I segnali ci sono sempre, sono quelle che la stampa chiama "bombe d'acqua" ma si cerca sempre di farli sembrare casi isolati, che non hanno strascichi.
Poi succede, ciclicamente succede, che impazzisce il cielo, che come tanti Asterix la paura più grande si avvera e il cielo ci vada sopra la testa.
Succede che piove, che si alza il vento, senza distinzione fra mare e montagna, città o pianura.
Succede che da dentro le case armiamo i nostri smartphone e iniziamo a filmare coni d'aria, chicchi di grandine, neve fuori stagione. Noi filmiamo e la natura fa il suo corso, con o senza di noi che nel 2020 ci ritroviamo, dopo rigorosamente dopo, a fare i conti con il nostro territorio giovane, si, l'Italia è giovane, instabile e vivace.
Osserviamo inebetiti la devastazione che il clima ci impone senza essere capaci di fermare né acqua, né vento.
Imprechiamo e aspettiamo che dopo arrivano le troupe, i servizi al tiggì e fare partire il tam tam politico.
Saranno gli argini che non vengono sistemati?
Saranno i soldi che mancano?
I soldi ci sono, ci sono sempre in questo territorio fragile chiamato Italia ma manca il collegamento, una linea diretta semplice fra Governo centrale e le amministrazioni locali, che vivono, fanno vivere le loro zone.
E dovrebbero prevenire questi disastri con manutenzione ordinaria degli argini, dei tombini, alvei, boschi. In parole povere devono avere cura del territorio in cui vivono.
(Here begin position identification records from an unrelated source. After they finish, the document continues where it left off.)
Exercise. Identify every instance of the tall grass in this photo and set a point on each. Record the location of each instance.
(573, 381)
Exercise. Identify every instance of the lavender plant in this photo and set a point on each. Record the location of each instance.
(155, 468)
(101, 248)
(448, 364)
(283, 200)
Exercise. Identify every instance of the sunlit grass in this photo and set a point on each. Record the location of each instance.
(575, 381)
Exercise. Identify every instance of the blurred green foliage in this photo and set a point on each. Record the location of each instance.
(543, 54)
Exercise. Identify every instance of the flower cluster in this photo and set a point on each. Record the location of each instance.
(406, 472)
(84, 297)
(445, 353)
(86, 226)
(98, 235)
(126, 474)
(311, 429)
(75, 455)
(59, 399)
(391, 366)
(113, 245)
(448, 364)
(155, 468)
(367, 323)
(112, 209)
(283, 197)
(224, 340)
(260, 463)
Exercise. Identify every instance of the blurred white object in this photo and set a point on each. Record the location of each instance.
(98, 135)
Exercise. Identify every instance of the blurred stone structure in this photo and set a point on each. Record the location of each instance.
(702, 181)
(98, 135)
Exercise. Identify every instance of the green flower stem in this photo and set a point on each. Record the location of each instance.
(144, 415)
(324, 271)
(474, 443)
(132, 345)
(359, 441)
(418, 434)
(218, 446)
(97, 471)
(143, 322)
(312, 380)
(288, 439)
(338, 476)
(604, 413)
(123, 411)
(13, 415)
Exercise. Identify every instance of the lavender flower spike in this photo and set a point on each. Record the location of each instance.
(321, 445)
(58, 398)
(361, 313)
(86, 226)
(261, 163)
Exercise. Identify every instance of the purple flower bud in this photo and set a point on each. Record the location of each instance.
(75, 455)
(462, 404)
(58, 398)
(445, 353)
E avere cura del territorio non è solo prendersela a cose fatte con lo Stato, di cui per inciso essi stessi fanno parte, e sono una parte importante, ma anche bloccare prima, che c'è sempre un prima, un punto di partenza, l'abuso che l'uomo, il privato cittadino compie contro lo stesso territorio.
Le località colpite dall'emergenza meteo ormai sono conosciute, Liguria, Piemonte, Friuli Venezia Giulia, e purtroppo conosciute sono anche le immagini di case, palazzine, villette, trascinate via dalla forza di fiumi e torrenti che erodono il terreno su cui posano e le fanno sparire nelle acque fangose.
Rimane appunto il fango, quello peloso delle polemiche e del rimpallo delle colpe e quello della furia delle acque.
Ci sono palesemente abusi edilizi in una villetta costruita sull'argine di un fiume o sul terreno di una golena, ma prima ancora c'è la burocrazia che consente la cosa "tutt'al più dopo (il dopo che ritorna sempre) si regolarizza con il condono", e piange con una corona di fiori le eventuali vittime. 
Nel frattempo si sgretolano investimenti pubblici e privati, ponti (che hanno resistito secoli e secoli e sono sopravvissuti a guerre) e fiducia nel fatto che l'Italia un giorno possa sedere al tavolo dei grandi perché è criticabile il Governo ma è palese che le Amministrazioni Locali hanno, e alcune lo stanno facendo ancora, lavorato male, ad occhi chiusi sulle reali esigenze e problematiche locali.
Ad oggi, dopo il weekend drammatico del Nord Italia, non abbiamo posto, non possiamo averlo.
Non lo meritiamo perché siamo incapaci di prenderci cura di noi stessi, delle nostre cose.